We've had the summer solstice, the last ball has bounced at Wimbledon, and now restaurants are advertising Christmas parties. It's got Steven Russell thinking about the games of yesteryear. Did you ever unwrap any of these on December 25?

Did you ever have a Magic Robot? I didn't, but I ached for one. They really did seem miraculous, back in the early '70s and long before we could press a button on a computer and talk to someone in Australia ? face to face, like on Star Trek ?or watch a video of T.Rex or Sweet on demand.

For some inexplicable reason the robot held a wand like a Star Wars lightsaber. You put him in the middle of a circle of questions, twisted him until he pointed at the question you'd chosen, and then moved him to another circle – around which were the answers.

When you let go, he'd twizzle around and point to the right answer. Unerringly.

Apparently it was all done with magnets, though I didn't know that at eight.

I say unerringly. I once read a very funny satirical piece by someone who disagreed. It ran along the lines of 'Ask the Magic Robot 'What's the capital of France' and he confidently swings around two and a half turns and points to… 'Copenhagen'.'

All I can say is that my friends' robots all appeared to be Mensa candidates.

I got my 'own' robot 34 years later, when my son was young. But it wasn't a robot. The version we bought had a creepy schoolmaster in gown and mortarboard. His wand looked more like a cane. Not so much fun. He still knew heaps, though, so fair dos. Sadly, my son – a product of the 21st Century – has never been very enthralled. Probably the fact I filleted the teacher with screwdriver and junior hacksaw, to try to get to the bottom of this magnet theory, didn't help. (Mark: 8/10)

Mouse Trap!: I've worked out what fascinated me as a child. Mechanicals and contraptions and automata. (Ironic, considering that in adulthood I can barely wire a plug.)

Mouse Trap! (the exclamation mark is official) had plenty of mechanicals and contraptions and near-automata, and – playing at friends' houses – I was transfixed as the whole kerboodle came together as the game went on: a ratchet tipping a bucket, joined to a set of steps, attached to a slide, and so on. And the mice trapped by a falling cage every so often.

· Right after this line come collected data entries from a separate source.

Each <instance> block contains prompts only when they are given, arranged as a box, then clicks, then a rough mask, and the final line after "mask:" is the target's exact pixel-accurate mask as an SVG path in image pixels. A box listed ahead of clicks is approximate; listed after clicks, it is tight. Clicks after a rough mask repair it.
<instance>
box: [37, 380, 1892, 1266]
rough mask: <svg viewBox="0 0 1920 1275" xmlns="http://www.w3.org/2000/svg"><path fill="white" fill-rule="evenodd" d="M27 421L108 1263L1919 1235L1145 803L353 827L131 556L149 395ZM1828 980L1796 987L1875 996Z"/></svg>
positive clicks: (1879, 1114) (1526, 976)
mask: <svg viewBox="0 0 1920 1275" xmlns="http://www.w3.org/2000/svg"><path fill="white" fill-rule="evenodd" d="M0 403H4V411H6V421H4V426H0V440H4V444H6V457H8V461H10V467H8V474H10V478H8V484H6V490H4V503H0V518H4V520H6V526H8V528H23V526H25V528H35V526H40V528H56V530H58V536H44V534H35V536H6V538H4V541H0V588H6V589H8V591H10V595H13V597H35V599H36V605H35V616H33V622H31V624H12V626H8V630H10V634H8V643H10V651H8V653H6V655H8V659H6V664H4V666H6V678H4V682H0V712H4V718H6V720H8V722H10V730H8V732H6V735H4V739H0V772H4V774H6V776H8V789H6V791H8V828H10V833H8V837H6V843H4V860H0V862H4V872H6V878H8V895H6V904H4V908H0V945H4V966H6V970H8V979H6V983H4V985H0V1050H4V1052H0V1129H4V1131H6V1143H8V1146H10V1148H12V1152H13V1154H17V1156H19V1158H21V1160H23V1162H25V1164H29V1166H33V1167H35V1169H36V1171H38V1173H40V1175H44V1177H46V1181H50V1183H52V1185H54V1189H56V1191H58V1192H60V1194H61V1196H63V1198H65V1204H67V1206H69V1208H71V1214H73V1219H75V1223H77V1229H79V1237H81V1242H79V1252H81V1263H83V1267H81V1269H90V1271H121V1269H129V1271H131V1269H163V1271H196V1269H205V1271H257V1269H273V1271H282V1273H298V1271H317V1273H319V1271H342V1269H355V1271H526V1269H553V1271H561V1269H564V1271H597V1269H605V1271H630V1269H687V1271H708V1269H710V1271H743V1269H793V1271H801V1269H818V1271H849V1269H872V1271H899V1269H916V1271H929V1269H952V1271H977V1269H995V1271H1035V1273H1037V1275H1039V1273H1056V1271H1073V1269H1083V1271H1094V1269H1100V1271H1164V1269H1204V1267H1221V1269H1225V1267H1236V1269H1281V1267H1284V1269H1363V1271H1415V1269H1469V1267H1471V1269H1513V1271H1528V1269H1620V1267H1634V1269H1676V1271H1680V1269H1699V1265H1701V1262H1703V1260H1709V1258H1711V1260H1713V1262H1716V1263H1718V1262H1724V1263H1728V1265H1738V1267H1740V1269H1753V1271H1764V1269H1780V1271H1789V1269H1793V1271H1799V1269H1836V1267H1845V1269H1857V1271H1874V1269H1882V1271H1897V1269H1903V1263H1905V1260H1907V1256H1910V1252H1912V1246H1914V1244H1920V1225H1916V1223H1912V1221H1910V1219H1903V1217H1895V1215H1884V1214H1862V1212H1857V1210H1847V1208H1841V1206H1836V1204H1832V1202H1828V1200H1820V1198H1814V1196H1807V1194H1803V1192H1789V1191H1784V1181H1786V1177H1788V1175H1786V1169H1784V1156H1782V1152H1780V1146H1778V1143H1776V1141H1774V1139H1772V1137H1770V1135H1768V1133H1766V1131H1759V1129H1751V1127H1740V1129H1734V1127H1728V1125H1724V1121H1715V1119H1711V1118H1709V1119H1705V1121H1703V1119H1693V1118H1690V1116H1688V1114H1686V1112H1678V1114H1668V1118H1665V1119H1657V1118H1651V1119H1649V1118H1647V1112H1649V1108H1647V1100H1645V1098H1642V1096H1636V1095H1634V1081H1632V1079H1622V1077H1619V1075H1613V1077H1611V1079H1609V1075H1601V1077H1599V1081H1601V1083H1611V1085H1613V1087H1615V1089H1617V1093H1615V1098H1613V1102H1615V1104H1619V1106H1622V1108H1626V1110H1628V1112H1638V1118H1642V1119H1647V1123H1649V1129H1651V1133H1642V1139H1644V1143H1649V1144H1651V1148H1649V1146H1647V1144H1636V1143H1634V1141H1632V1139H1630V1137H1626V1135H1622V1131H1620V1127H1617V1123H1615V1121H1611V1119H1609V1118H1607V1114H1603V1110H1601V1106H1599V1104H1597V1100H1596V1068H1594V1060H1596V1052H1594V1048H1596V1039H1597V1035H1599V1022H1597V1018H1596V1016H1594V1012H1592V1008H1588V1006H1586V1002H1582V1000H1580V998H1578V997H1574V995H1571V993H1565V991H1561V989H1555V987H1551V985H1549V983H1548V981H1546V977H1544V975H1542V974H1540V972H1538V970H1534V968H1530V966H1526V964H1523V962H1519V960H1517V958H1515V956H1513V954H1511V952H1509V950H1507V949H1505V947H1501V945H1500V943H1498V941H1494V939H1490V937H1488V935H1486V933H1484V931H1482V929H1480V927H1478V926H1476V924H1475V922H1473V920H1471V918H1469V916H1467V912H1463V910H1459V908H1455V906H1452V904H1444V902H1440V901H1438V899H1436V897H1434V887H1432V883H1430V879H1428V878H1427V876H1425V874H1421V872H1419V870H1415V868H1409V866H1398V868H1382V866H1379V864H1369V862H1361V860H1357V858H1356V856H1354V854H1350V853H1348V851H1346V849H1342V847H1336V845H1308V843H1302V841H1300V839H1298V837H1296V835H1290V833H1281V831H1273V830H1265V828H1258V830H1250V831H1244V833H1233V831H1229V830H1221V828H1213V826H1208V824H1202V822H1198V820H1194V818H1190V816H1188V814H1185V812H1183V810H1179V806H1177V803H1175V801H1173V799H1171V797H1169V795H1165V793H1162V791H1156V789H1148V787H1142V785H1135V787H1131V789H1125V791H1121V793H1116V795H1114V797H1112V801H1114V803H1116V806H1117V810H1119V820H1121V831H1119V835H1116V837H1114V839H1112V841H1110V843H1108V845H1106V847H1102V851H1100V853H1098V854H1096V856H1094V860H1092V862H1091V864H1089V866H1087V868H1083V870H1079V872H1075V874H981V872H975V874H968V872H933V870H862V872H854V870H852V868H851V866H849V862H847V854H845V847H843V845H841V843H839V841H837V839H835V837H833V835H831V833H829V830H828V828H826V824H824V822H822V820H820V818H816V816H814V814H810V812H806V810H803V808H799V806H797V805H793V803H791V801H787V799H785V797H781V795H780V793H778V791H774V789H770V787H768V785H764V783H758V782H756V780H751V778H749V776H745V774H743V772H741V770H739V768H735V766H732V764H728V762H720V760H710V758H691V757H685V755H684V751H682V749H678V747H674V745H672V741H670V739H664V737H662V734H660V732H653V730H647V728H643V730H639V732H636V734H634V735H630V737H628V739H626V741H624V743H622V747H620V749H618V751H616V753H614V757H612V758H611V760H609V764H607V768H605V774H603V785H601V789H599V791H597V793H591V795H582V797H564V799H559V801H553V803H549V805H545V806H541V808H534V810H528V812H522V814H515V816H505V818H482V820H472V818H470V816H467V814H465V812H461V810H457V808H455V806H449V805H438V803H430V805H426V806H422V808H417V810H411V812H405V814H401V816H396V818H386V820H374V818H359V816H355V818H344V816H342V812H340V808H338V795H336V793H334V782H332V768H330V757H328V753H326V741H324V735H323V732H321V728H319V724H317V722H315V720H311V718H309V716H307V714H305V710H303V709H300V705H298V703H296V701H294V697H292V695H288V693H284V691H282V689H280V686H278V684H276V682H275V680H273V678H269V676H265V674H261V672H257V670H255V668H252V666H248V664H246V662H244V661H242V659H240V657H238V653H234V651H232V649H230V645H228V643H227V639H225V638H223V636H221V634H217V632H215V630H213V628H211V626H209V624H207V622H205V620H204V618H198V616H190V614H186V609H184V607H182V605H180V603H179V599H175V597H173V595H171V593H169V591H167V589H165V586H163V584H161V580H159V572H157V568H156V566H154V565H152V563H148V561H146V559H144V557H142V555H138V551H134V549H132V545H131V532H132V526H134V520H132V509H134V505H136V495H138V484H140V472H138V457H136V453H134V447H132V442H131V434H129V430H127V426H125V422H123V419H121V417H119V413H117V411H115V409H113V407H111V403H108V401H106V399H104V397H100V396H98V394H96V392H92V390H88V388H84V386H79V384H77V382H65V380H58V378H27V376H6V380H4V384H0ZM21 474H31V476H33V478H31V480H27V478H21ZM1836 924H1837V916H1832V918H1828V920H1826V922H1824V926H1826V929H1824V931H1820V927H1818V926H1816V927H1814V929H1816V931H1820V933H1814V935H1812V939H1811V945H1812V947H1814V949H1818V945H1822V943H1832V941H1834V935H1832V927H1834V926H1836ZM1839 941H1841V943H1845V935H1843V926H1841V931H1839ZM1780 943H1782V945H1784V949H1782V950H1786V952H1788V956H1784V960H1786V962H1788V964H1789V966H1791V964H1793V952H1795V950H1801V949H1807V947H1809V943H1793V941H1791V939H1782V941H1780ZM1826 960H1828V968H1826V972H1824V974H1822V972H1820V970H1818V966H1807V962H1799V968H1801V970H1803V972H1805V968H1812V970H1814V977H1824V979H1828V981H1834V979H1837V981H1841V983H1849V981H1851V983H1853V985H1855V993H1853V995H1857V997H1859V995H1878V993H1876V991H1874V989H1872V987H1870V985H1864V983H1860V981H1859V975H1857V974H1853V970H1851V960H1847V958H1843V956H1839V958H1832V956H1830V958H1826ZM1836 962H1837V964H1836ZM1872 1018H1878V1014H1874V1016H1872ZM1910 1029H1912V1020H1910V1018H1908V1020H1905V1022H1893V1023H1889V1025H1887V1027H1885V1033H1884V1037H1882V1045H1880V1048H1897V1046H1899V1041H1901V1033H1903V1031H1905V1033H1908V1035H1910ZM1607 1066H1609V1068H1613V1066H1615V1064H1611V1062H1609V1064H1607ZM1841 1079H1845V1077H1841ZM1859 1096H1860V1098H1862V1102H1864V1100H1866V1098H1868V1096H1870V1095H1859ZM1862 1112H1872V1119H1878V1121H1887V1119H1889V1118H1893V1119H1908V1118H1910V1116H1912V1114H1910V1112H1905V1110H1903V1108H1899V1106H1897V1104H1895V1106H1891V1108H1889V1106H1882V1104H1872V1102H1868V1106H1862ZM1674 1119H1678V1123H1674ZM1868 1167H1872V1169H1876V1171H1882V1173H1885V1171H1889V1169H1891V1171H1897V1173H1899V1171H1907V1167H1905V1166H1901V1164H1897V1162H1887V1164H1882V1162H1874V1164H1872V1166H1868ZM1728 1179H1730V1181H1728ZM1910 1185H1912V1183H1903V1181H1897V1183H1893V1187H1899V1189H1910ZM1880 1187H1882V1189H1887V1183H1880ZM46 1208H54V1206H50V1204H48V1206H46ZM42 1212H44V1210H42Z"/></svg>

I coveted Mouse Trap! even more than Magic Robot, but it was a dream too far for the family budget. When my children needed one decades later (OK, OK, I bought it for myself) I remembered how frustrating it could actually be to build.

Trying to get all the components lined up perfectly so the ball ran smoothly along the whole painstakingly-assembled construct was a labour of Hercules. And the cage was always on a hair-trigger, so often fell at the wrong time. Still, that guy who dived into a bath was fun.

(Mark: Promised more than it delivered: 7/10)

Yahtzee: A good mix of chance and decision-making. Throw five dice, up to three times each turn. Keep some or throw them again during each go – that's the strategy bit. Each turn, you have to fill in a box on the scoresheet, but you can choose which one – so that's another chance to employ strategy. (The top mark for a turn is 50: a Yahtzee. That's five dice all showing the same number.)

Our old instructions used to say something like 'With experience, a score of 400 is common'. We'd average 240-ish.

On reflection, it's clearly a game much more about random chance than skill. (Mark: 8.5/10)

Take the Brain: I loved this boardgame – sort of simplified chess for those of us dropped on our heads as babies (common in the 1960s and before) and thus shy of the IQ of a genius and unable to understand how to move a rook, bishop or queen.

The squares had arrows on them and pieces could move only in the direction the arrows pointed.

Numbskulls (looked a bit like Plug from the Bash Street Kids) could move as many squares as they wanted, in a straight line. Ninnies (pudding-basin haircuts, bad gene pool) could make only one step – as could The Brain. If your opponent landed on his square, you'd lost.

Our dog Flipper had a wicked eye for Ninnies – would swipe them off the board and give them a good old chew, given half a chance. Every time we play the game, and notice one Ninny that's badly gnarled, it reminds us of him – which is one of the reasons we should never throw out old games. They store our memories like photograph albums.

(Mark: Gets 8.5/10 because it provided the stage for bitter and hard-fought sibling rivalry with my sister. She's such a sore loser.)